GF49.10-P-2010CY Component Description For the Three-Way Catalytic Converter

GF49.10-P-2010CY Component Description For The Three-way Catalytic Converter
ENGINE 272.911 in MODEL 204.0 up to Model Year 8
ENGINE 272.921 in MODEL 204.0 /2 up to Model Year 8
ENGINE 272.947 in MODEL 204.0 /2 up to Model Year 8
ENGINE 272.948 in MODEL 204.0 up to Model Year 8
ENGINE 272.961 in MODEL 204.0 /2 up to Model Year 8
ENGINE 272.971 in MODEL 204.0 up to Model Year 8





Location

157 Firewall catalytic converter
157/1 Catalytic converter insert

Two types of catalytic converter inserts are used respectively in near-engine mounted firewall catalytic converters.

Task
Reducing the exhaust gas emissions:

^ nitrogen oxides (NOX)
^ Hydrocarbon (HC)
^ Carbon monoxide (CO)





Body (schematic)

1 Ceramic monolith
2 Wire mesh (embedded)
3 Double-walled housing (insulation)
4 Substrate (washcoat) with a coating of rare metal

Ceramic monoliths are ceramic bodies through which pass several thousand small passages. The exhaust gas flows through these passages. The ceramic consists of high temperature-resistant magnesium aluminum silicate.
The monolith, which is extremely sensitive to voltages, is embedded in an elastic wire mesh made of high-alloy steel wires and fitted in a double-walled stainless steel housing.

Ceramic monoliths require a substrate (washcoat) of aluminum oxide (Al2O3) that expands the active surface of the catalytic converter by an approximate factor of 7000.
The effective catalytic layer of rare metal on the intermediate layer for three-way catalytic converters is made out of platinum, rhodium and palladium.
Platinum and palladium accelerate oxidation of hydrocarbons (HC) and carbon monoxide (CO). Rhodium helps reduction of nitrous oxide (NOX).

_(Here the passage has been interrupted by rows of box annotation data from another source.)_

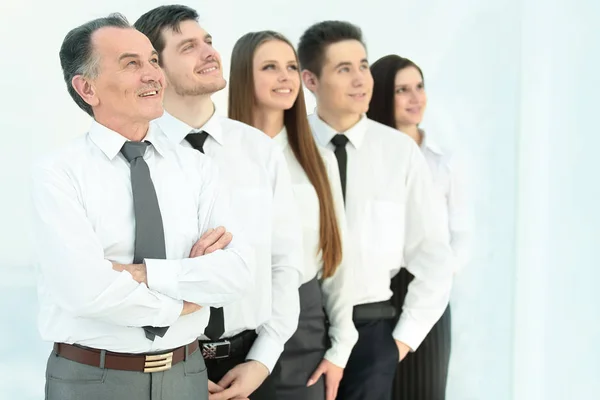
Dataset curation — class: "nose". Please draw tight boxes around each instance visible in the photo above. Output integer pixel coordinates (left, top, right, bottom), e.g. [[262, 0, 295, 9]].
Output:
[[142, 62, 163, 83], [352, 70, 370, 87], [277, 68, 290, 82], [408, 90, 419, 103], [200, 44, 217, 61]]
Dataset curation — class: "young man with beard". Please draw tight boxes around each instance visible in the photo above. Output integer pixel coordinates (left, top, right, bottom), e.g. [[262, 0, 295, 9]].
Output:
[[135, 5, 303, 400]]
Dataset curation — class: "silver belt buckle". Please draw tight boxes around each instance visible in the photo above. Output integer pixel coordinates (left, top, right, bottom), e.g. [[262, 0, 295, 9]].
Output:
[[201, 340, 231, 360]]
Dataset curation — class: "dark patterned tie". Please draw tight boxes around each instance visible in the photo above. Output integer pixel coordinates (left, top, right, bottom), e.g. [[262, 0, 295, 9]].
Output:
[[331, 134, 348, 203]]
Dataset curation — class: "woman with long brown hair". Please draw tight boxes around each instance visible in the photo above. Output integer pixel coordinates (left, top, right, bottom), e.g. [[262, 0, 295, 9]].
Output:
[[229, 31, 358, 400], [367, 55, 471, 400]]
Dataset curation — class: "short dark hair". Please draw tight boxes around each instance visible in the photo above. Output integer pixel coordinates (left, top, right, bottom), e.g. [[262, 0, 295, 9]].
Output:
[[367, 54, 425, 128], [58, 13, 132, 117], [133, 5, 198, 61], [298, 21, 367, 76]]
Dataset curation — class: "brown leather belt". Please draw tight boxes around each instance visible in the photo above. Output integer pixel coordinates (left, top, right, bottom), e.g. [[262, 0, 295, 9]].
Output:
[[54, 340, 199, 373]]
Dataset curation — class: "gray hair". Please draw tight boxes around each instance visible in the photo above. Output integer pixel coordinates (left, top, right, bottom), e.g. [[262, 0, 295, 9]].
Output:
[[59, 13, 132, 117]]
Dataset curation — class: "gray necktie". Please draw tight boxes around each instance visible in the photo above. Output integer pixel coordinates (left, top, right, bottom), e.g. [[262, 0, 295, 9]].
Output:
[[121, 142, 169, 340]]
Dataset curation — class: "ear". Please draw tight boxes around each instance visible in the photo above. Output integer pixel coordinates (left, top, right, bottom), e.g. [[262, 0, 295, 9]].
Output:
[[71, 75, 100, 107], [302, 69, 319, 93]]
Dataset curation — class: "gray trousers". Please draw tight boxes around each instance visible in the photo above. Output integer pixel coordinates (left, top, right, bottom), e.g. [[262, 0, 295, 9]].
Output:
[[45, 350, 208, 400]]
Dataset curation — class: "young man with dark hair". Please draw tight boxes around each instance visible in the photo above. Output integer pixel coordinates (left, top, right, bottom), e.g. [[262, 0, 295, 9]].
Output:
[[298, 21, 452, 400], [135, 5, 304, 400]]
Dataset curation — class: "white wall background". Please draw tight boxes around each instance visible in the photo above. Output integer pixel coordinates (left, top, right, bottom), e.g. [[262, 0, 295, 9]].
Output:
[[0, 0, 600, 400]]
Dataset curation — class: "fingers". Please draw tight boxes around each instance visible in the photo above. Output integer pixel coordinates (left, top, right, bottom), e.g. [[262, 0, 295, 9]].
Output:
[[204, 232, 233, 254], [306, 363, 325, 386], [190, 226, 226, 258], [208, 386, 244, 400], [111, 261, 125, 272], [217, 368, 238, 388], [208, 379, 225, 394], [180, 300, 202, 315], [325, 374, 340, 400]]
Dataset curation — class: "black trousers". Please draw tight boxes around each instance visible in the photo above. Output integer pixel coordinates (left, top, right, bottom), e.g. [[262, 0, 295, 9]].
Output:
[[273, 278, 329, 400], [392, 268, 451, 400], [337, 320, 399, 400], [205, 336, 277, 400]]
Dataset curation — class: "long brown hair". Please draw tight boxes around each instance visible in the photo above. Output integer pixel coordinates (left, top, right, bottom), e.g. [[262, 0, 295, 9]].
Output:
[[229, 31, 342, 278]]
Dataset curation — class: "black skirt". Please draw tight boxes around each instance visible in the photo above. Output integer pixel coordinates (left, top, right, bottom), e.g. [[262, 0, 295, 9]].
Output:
[[274, 278, 328, 400], [392, 268, 451, 400]]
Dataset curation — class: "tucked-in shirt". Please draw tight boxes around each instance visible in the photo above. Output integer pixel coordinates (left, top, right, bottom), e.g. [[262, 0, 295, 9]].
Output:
[[157, 112, 302, 371], [421, 131, 474, 273], [274, 128, 358, 367], [32, 122, 254, 353], [309, 114, 452, 350]]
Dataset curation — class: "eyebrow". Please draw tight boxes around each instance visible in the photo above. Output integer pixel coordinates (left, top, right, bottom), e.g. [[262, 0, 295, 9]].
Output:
[[119, 53, 140, 61], [263, 60, 296, 64], [119, 50, 158, 61], [334, 58, 369, 69]]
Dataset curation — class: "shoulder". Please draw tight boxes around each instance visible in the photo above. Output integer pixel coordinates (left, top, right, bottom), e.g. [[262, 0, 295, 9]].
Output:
[[367, 119, 417, 150], [32, 134, 92, 174]]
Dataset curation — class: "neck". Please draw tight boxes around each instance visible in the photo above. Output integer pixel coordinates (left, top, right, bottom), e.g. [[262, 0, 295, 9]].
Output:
[[396, 124, 423, 146], [252, 109, 284, 138], [163, 90, 215, 129], [317, 105, 362, 133], [94, 115, 150, 142]]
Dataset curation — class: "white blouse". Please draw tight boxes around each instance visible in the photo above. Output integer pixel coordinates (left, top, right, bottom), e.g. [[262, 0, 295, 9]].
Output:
[[421, 131, 474, 273]]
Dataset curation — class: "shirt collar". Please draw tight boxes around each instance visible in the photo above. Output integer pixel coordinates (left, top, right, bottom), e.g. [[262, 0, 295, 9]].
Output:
[[273, 125, 289, 149], [89, 120, 166, 160], [419, 129, 444, 156], [155, 111, 224, 145], [310, 113, 368, 149]]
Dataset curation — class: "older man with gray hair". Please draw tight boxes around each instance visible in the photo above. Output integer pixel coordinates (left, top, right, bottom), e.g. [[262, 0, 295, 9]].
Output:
[[33, 14, 254, 400]]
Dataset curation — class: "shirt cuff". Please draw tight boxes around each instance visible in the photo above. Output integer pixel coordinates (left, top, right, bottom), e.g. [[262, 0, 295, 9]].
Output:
[[246, 334, 283, 374], [152, 293, 183, 327], [392, 312, 432, 351], [324, 344, 354, 368], [144, 258, 181, 300]]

The high-quality catalytic converter coating allows lowering of fuel grade from 98 to 95 ROM (from premium to normal gasoline).





Function (schematic)

A Unpurified exhaust
B Purified exhaust
F Rich mixture
M Lean mixture
Lambda (air/fuel ratio)

CO Carbon monoxide
CO2 Carbon dioxide
HC Hydrocarbon
H2O Water
N2 nitrogen
NOX Nitrogen oxides

The exhaust gases flow through the catalytic converter and, in so doing, come into contact with the rare metals platinum, rhodium and palladium.
^ Through oxidation, carbon monoxide (CO) is converted into carbon dioxide (CO2) and hydrocarbons (HC) into water (H2O) + carbon dioxide (CO2).
^ Through reduction, nitrogen oxides (NOx) are converted into nitrogen (N2) + carbon dioxide (CO2).

Decisive for conversion of pollutants is the residual oxygen content in the exhaust gas. The best pollutant conversion is obtained at lambda equals 1.

Operating conditions
For a catalytic converter the operating temperature is crucial.
Significant conversion of pollutants only takes place above an operating temperature of about 250°C.
Ideal operating conditions for high conversion rates and a long life prevail at temperatures between around 400 to 800°C.
A temperature >850°C, as can occur when there are combustion misfires, leads to thermal destruction of the catalytic converter (melting of the monoliths).

Owing to its property of being able to reduce three polluting components simultaneously, it is called a "three-way catalytic converter".